Rynek mieszkaniowy dopiero co wygrzebał się z jednego dołka, a już zmierza w kierunku kolejnej stagnacji
W ciągu ostatnich 12 miesięcy do użytkowania oddano ogółem 125,9 tys. mieszkań – wynika z danych Głównego Urzędu Statystycznego. Oznacza to spadek o blisko 18 tys., czyli 12,5 proc., licząc rok do roku. Tak duże zmiany to pokłosie ograniczenia liczby rozpoczynanych budów pod koniec 2008 i w 2009 roku.

Będzie więcej

W tamtym czasie niektórzy deweloperzy nawet przez kilkanaście miesięcy z rzędu nie rozpoczęli żadnej nowej inwestycji. Liczba oddawanych mieszkań powinna się jednak zwiększyć.
– Trzeba pamiętać, że rozpoczynane po kryzysie inwestycje mają się już często ku końcowi. Dawałoby to szanse na zaobserwowanie efektu niskiej bazy i znaczne wzrosty liczby mieszkań oddanych do użytkowania jeszcze w tym roku – uważa Bartosz Turek, analityk rynku nieruchomości z Home Brokera.

Biorą pozwolenia

Nieźle wygląda natomiast sytuacja pod względem liczby wydawanych pozwoleń na budowę.
– W ostatnim roku w sumie wydano przeszło 180,8 tys. pozwoleń na budowę mieszkań. To o 10,1 tys. (5,9 proc.) więcej niż we wcześniejszym dwunastomiesięcznym okresie.
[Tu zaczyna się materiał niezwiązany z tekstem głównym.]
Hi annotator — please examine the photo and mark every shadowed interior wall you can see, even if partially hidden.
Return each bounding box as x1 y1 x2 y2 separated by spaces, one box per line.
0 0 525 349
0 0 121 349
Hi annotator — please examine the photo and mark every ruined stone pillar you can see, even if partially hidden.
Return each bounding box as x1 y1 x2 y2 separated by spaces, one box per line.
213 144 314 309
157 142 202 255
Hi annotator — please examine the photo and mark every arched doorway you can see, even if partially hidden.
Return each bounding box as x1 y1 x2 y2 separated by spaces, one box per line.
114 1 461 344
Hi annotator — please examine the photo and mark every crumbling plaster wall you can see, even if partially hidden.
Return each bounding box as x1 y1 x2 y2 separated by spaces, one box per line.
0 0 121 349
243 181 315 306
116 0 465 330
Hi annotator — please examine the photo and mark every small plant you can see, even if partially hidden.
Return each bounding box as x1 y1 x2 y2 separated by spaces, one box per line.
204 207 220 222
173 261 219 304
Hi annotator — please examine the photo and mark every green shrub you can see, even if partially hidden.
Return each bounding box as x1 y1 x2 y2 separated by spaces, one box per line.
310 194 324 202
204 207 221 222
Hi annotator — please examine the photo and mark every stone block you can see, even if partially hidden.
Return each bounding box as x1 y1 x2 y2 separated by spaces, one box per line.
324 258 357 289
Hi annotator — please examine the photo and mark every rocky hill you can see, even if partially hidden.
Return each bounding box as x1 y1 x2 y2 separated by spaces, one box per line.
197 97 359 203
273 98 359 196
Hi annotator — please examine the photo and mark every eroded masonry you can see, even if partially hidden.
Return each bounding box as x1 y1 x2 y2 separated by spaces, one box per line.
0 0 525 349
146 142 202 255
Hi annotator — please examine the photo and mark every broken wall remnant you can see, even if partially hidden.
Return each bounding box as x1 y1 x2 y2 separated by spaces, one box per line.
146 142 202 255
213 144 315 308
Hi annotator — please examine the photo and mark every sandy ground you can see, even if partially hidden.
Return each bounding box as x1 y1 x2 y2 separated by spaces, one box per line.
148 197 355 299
Mocno trzymają się deweloperzy, których optymizm przy napływających z rynku sygnałach o malejącym popycie może zastanawiać. W skali roku wystarali się oni o ponad 16,6 tys. (28,3 proc.) więcej pozwoleń. Co ciekawe, inwestorzy indywidualni, którzy trzymają poziom pod względem zarówno liczby oddanych lokali, jak i rozpoczętych inwestycji, muszą mieć zdecydowanie gorsze zapatrywania na przyszłość od firm deweloperskich, bo w ich przypadku liczba uzyskanych pozwoleń spadła o blisko 3,8 tys., czyli o 3,7 proc. – mówi Bernard Waszczyk z Open Finance.
Wraz z większą liczbą pozwoleń na budowę rośnie także oferta rynkowa. Widoczne jest to szczególnie dobrze w Warszawie.
– W ostatnich czterech kwartałach deweloperzy i spółdzielnie mieszkaniowe wprowadzili do sprzedaży nieco ponad 13,2 tys. lokali. Oferta zwiększyła się znacząco do poziomu 18,5 tys. mieszkań – piszą w najnowszym raporcie analitycy REAS. Coraz większa liczba lokali w sprzedaży niepokoi jednak analityków i samych deweloperów. Popyt jest stały, na poziomie około 3 tys. mieszkań kwartalnie, ale nie jest w stanie wchłonąć w krótkim czasie tak dużej liczby lokali. Nie dziwi więc, że pomimo dużej liczby pozwoleń na budowę nie wszystkie inwestycje są rozpoczynane od razu.



Mniej rozpoczynają

Widać to dobrze w statystykach GUS. Według wyliczeń urzędu spadła aktywność pod względem liczby rozpoczynanych budów. W ostatnich 12 miesiącach rozpoczęto w Polsce budowę ponad 155,5 tys. lokali, a to oznacza spadek o 4 tys. (2,5 proc.), licząc rok do roku. Warto też dodać, że w pierwszym półroczu 2011 r. w przypadku deweloperów spadek ten jest mocniejszy i wynosi 9,5 proc.
Dla sytuacji na warszawskim rynku mieszkaniowym w najbliższych 2 – 3 latach kluczowe będą zjawiska zachodzące w polskiej gospodarce i działania deweloperów w zakresie podaży.
– Obecna sprzedaż jest zbliżona do długoterminowej przeciętnej na rynku warszawskim. Z drugiej strony notujemy rekordowo wysoką podaż przy dość stabilnych cenach. W tej sytuacji, o ile nie nastąpią dalsze obniżki cen, można prognozować raczej stabilizację niż wzrost popytu – uważają analitycy REAS.